Tora okrążył ją po raz dziesiąty chyba, przewracając tą sytuację w myślach. Pinezka szczerze miała dość, po prostu chciała wrócić do domu, a ta gadzina robił sobie z niej eksponat, zamiast po prostu ją wziąć. Gdyby mogła, z pewnością by go ugryzła.
– Mam pomysł, tym razem lepszy – odezwał się wreszcie zielony basior. – Chwyć mój ogon.
Strażniczka zrobiła, jak jej kazano, zaciskając palce łap wokół zielonego, nieco obrzydliwego ogona. Chyba nigdy nie polubi gadziej skóry. Ale przynajmniej ten wybryk natury miał jakiś porządny pomysł, który miał jej pomóc.

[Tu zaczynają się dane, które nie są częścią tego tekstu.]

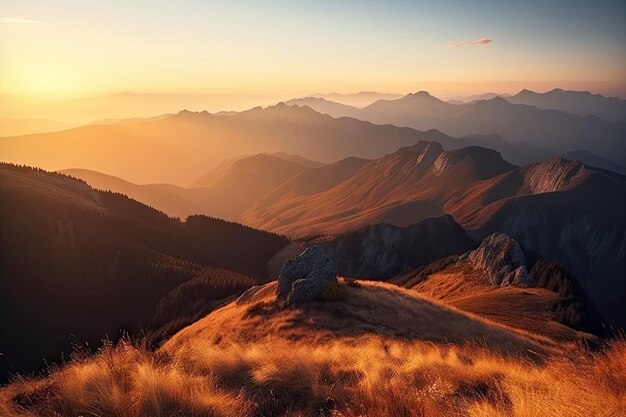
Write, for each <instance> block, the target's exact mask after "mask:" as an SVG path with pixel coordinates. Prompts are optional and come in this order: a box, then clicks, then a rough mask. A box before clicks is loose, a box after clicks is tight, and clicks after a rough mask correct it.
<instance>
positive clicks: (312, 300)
mask: <svg viewBox="0 0 626 417" xmlns="http://www.w3.org/2000/svg"><path fill="white" fill-rule="evenodd" d="M325 282H330V283H336V282H337V272H336V270H335V264H334V263H333V261H332V259H330V258H329V257H327V256H326V254H324V251H323V250H322V248H321V247H319V246H317V245H316V246H310V247H308V248H306V249H305V250H304V252H302V253H301V254H300V255H298V256H296V257H295V258H292V259H289V260H288V261H286V262H285V263H284V264H283V266H282V268H281V269H280V275H279V276H278V289H277V293H276V295H277V299H278V302H279V303H281V304H283V305H292V304H301V303H306V302H309V301H314V300H317V299H318V298H319V296H320V293H321V289H322V285H323V284H324V283H325Z"/></svg>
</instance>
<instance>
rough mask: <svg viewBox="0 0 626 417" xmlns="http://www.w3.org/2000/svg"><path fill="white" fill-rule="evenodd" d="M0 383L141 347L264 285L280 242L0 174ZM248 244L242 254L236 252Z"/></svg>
mask: <svg viewBox="0 0 626 417" xmlns="http://www.w3.org/2000/svg"><path fill="white" fill-rule="evenodd" d="M0 229H1V230H2V233H0V243H1V244H0V313H1V314H2V316H3V317H11V320H2V322H1V323H0V352H1V353H2V354H3V355H2V356H1V357H0V381H5V380H6V378H7V377H8V374H9V372H16V371H20V372H24V373H28V372H31V371H35V370H42V369H44V367H45V365H46V363H45V362H44V360H46V361H48V363H53V362H57V361H59V359H60V358H61V354H62V352H64V353H65V355H69V354H70V353H71V352H72V344H76V343H78V344H79V345H84V343H88V344H89V346H90V348H92V349H97V347H98V346H99V345H100V343H101V341H102V340H103V338H105V337H106V336H107V335H108V337H110V338H111V339H112V340H116V339H117V337H118V336H119V335H120V331H121V330H125V331H128V332H130V334H131V335H133V336H138V335H139V334H140V331H142V330H143V331H145V332H146V336H147V337H148V338H147V342H150V341H154V342H156V341H158V340H159V339H160V338H161V337H162V335H161V333H162V332H173V331H176V330H178V329H179V328H180V327H182V326H184V325H185V324H186V323H190V322H192V321H194V320H196V319H198V318H199V317H201V316H203V315H204V314H206V313H207V312H208V311H210V310H212V309H213V308H215V307H216V306H217V305H219V303H220V302H222V300H224V299H226V298H228V297H230V296H233V295H236V294H238V293H241V292H243V291H244V290H245V289H247V288H248V287H250V286H251V285H254V284H255V283H260V282H264V281H265V280H267V279H268V278H269V273H268V268H267V262H268V260H269V259H270V258H271V257H272V256H273V255H274V254H275V253H276V252H278V251H279V250H280V249H281V248H282V247H284V246H285V245H286V244H287V243H288V240H287V239H286V238H285V237H284V236H279V235H275V234H272V233H267V232H263V231H259V230H255V229H252V228H250V227H246V226H243V225H240V224H236V223H229V222H226V221H223V220H218V219H214V218H209V217H204V216H190V217H188V218H187V219H186V221H185V222H184V223H182V222H181V221H179V220H178V219H173V218H169V217H167V216H166V215H164V214H163V213H161V212H159V211H157V210H155V209H153V208H150V207H147V206H145V205H144V204H141V203H139V202H137V201H134V200H131V199H129V198H127V197H125V196H122V195H121V194H117V193H112V192H104V191H98V190H96V189H94V188H92V187H90V186H88V185H87V184H86V183H85V182H83V181H81V180H77V179H73V178H70V177H68V176H65V175H62V174H57V173H50V172H46V171H43V170H39V169H33V168H29V167H18V166H15V165H11V164H0ZM242 242H245V244H242Z"/></svg>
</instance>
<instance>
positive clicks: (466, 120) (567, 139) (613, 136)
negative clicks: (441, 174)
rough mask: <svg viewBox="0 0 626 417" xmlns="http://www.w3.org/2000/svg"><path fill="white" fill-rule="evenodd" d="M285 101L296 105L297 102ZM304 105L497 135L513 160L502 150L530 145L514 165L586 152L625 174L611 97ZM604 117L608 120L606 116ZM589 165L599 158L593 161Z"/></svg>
mask: <svg viewBox="0 0 626 417" xmlns="http://www.w3.org/2000/svg"><path fill="white" fill-rule="evenodd" d="M490 97H491V95H490ZM289 103H290V104H296V105H297V104H299V101H298V100H292V101H290V102H289ZM307 103H308V104H309V105H310V106H311V107H313V108H318V107H319V109H320V111H323V112H326V113H327V114H330V115H331V116H334V117H343V116H349V117H355V118H357V119H360V120H367V121H371V122H373V123H379V124H384V123H391V124H394V125H397V126H408V127H412V128H415V129H420V130H426V129H438V130H440V131H442V132H445V133H447V134H449V135H452V136H457V137H467V136H475V135H488V134H499V135H500V136H502V137H504V138H505V139H506V141H508V142H509V143H508V144H507V145H499V146H500V147H498V148H496V149H498V150H499V151H501V152H509V153H510V154H511V155H512V156H508V155H507V157H509V158H517V157H516V156H514V154H515V152H512V151H509V149H506V148H505V147H504V146H509V147H516V146H517V147H519V145H518V144H516V143H517V142H520V143H521V142H524V143H527V144H528V145H529V147H528V146H527V148H526V149H525V153H526V156H523V157H522V158H523V159H519V160H516V161H515V162H517V163H529V162H536V161H539V160H542V159H546V158H545V155H546V154H548V155H549V154H551V157H554V156H557V155H561V154H565V153H568V152H578V151H587V152H590V153H592V154H594V158H595V157H601V158H602V159H603V160H607V164H606V166H605V168H608V167H609V166H611V164H613V165H617V166H619V167H620V171H621V172H623V171H624V170H626V141H624V140H623V139H624V137H626V123H625V122H624V121H626V105H625V104H624V103H626V101H625V100H621V99H617V98H614V97H603V96H600V95H591V94H589V93H584V92H571V91H563V90H554V91H552V92H549V93H545V94H538V93H533V92H530V91H527V90H524V91H522V92H520V93H519V94H517V95H515V96H510V97H507V98H506V99H504V98H502V97H501V96H498V95H493V97H491V98H489V99H485V100H477V101H472V102H469V103H456V102H455V103H450V102H444V101H442V100H439V99H438V98H436V97H433V96H432V95H430V94H429V93H427V92H425V91H420V92H417V93H414V94H408V95H406V96H404V97H402V98H400V99H395V100H378V101H376V102H375V103H372V104H371V105H369V106H367V107H365V108H363V109H355V108H352V109H350V108H346V107H345V106H341V107H333V105H332V104H331V103H328V102H325V103H319V102H314V101H309V102H307ZM535 105H537V106H535ZM568 112H571V113H572V114H570V113H568ZM608 113H610V114H611V115H612V116H611V117H607V116H606V115H607V114H608ZM620 115H621V116H620ZM581 116H584V117H581ZM594 116H595V117H594ZM601 117H607V120H603V119H601ZM514 142H516V143H514ZM493 146H494V145H492V147H493ZM496 146H497V145H496ZM542 148H547V149H546V150H543V149H542ZM590 161H591V159H590ZM594 162H596V163H598V162H599V160H598V159H597V158H596V160H595V161H594Z"/></svg>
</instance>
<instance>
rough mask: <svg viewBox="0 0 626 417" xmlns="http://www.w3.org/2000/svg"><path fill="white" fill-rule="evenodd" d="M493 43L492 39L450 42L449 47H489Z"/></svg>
mask: <svg viewBox="0 0 626 417" xmlns="http://www.w3.org/2000/svg"><path fill="white" fill-rule="evenodd" d="M490 43H491V39H489V38H478V39H474V40H473V41H450V42H449V44H448V45H450V46H451V47H453V48H460V47H462V46H472V45H478V46H480V45H487V44H490Z"/></svg>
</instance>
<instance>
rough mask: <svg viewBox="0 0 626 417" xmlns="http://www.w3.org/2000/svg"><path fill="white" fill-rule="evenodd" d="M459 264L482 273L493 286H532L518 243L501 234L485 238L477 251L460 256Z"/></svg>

Pociągnął ją za sobą, co wcale nie było takie trudne, jak niektóry mogło by się wydawać, bo wadera nie ważyła właściwie nic. Była bez grawitacji. Zaczął ją ciągnąć najpierw po tej samej wysokości, potem dopiero zaczął się zniżać ku ziemi. W trakcie drogi wykonał kilka slalomów, pętl i innych powietrznych figur choreograficznych, która Citlali znosiła dzielnie, choć nie rozumiała, po co to wszystko było.
Po pewnym czasie wilkosmok wyrwał ogon z jej uścisku, a ona poleciała do przodu.
– Na mózg ci padło?! – wrzasnęła, hamując w powietrzu.